Cscott has uploaded a new change for review.
https://gerrit.wikimedia.org/r/77907
Change subject: Non-word characters don't terminate tag names.
......................................................................
Non-word characters don't terminate tag names.
The PHP sanitizer was including only \w+ in tag names. This meant that
<b.foo> and <bä> were converted to <b> tags (bug 17663); <s.foo> and
<s-id> were treated as <s> tags (bug 40670), and <sub-ID#1> was treated
as a <sub> tag (bug 52022). Fix the sanitizer.
Bug: 17663
Bug: 40670
Bug: 52022
Change-Id: Iceec404f46703065bf080dd2cbfed1f88c204fa5
---
M includes/Sanitizer.php
M includes/parser/Parser.php
M tests/parser/parserTests.txt
3 files changed, 41 insertions(+), 6 deletions(-)
git pull ssh://gerrit.wikimedia.org:29418/mediawiki/core
refs/changes/07/77907/1
diff --git a/includes/Sanitizer.php b/includes/Sanitizer.php
index f3a5281..1432a8b 100644
--- a/includes/Sanitizer.php
+++ b/includes/Sanitizer.php
@@ -448,7 +448,7 @@
# $params: String between element name and >
# $brace: Ending '>' or '/>'
# $rest: Everything until the next element of
$bits
- if ( preg_match(
'!^(/?)(\\w+)([^>]*?)(/{0,1}>)([^<]*)$!', $x, $regs ) ) {
+ if ( preg_match(
'!^(/?)([^\\s/>]+)([^>]*?)(/{0,1}>)([^<]*)$!', $x, $regs ) ) {
list( /* $qbar */, $slash, $t, $params,
$brace, $rest ) = $regs;
} else {
$slash = $t = $params = $brace = $rest
= null;
diff --git a/includes/parser/Parser.php b/includes/parser/Parser.php
index 813aaca..ac0bae5 100644
--- a/includes/parser/Parser.php
+++ b/includes/parser/Parser.php
@@ -1543,7 +1543,7 @@
* Replace external links (REL)
*
* Note: this is all very hackish and the order of execution matters a
lot.
- * Make sure to run maintenance/parserTests.php if you change this code.
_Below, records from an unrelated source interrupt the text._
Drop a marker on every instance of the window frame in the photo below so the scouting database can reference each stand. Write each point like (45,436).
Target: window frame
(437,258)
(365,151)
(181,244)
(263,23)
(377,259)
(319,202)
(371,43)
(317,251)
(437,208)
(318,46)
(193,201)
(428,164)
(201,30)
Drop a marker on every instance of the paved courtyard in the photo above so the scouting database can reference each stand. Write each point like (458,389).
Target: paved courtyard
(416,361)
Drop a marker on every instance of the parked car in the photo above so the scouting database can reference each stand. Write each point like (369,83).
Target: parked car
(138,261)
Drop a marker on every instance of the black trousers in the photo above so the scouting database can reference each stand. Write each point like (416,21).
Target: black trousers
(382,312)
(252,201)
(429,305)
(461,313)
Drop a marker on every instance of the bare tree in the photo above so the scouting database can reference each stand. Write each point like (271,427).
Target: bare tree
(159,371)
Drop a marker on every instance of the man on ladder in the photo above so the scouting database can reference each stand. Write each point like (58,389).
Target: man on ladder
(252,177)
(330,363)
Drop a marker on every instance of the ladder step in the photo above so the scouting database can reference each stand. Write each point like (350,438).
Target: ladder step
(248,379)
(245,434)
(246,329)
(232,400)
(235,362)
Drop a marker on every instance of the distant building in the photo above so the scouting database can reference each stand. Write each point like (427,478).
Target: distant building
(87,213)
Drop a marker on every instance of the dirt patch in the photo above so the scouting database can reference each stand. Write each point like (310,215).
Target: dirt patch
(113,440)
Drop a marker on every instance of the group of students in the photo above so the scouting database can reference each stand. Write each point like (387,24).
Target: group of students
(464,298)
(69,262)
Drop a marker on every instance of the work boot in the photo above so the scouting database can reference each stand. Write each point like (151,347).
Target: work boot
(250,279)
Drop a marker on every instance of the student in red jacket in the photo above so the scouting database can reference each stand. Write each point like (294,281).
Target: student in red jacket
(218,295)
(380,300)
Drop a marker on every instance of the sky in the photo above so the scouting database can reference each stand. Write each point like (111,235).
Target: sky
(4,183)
+ * Make sure to run tests/parserTests.php if you change this code.
*
* @private
*
diff --git a/tests/parser/parserTests.txt b/tests/parser/parserTests.txt
index f4a85bc..7347605 100644
--- a/tests/parser/parserTests.txt
+++ b/tests/parser/parserTests.txt
@@ -874,6 +874,43 @@
</p>
!! end
+# <strike> is HTML4, <s> is HTML4/5.
+!! test
+<s> or <strike> for strikethrough (bug 40670)
+!! input
+<strike>strike</strike>
+
+<s>s</s>
+!! result
+<p><strike>strike</strike>
+</p><p><s>s</s>
+</p>
+!! end
+
+!! test
+Non-word characters don't terminate tag names (bug 17663, 40670, 52022)
+!! input
+<b→> doesn't work! </b>
+
+<bä> doesn't work! </b>
+
+<boo> works fine </b>
+
+<s.foo>foo</s>
+
+<s.foo>s.foo</s.foo>
+
+<sub-ID#1>
+!! result
+<p><b→> doesn't work! </b>
+</p><p><bä> doesn't work! </b>
+</p><p><boo> works fine </b>
+</p><p><s.foo>foo</s>
+</p><p><s.foo>s.foo</s.foo>
+</p><p><sub-ID#1>
+</p>
+!! end
+
###
### Special characters
###
@@ -16129,12 +16166,10 @@
!! end
-# This fails in the PHP parser (see bug 40670,
-# https://bugzilla.wikimedia.org/show_bug.cgi?id=40670), so disabled for it.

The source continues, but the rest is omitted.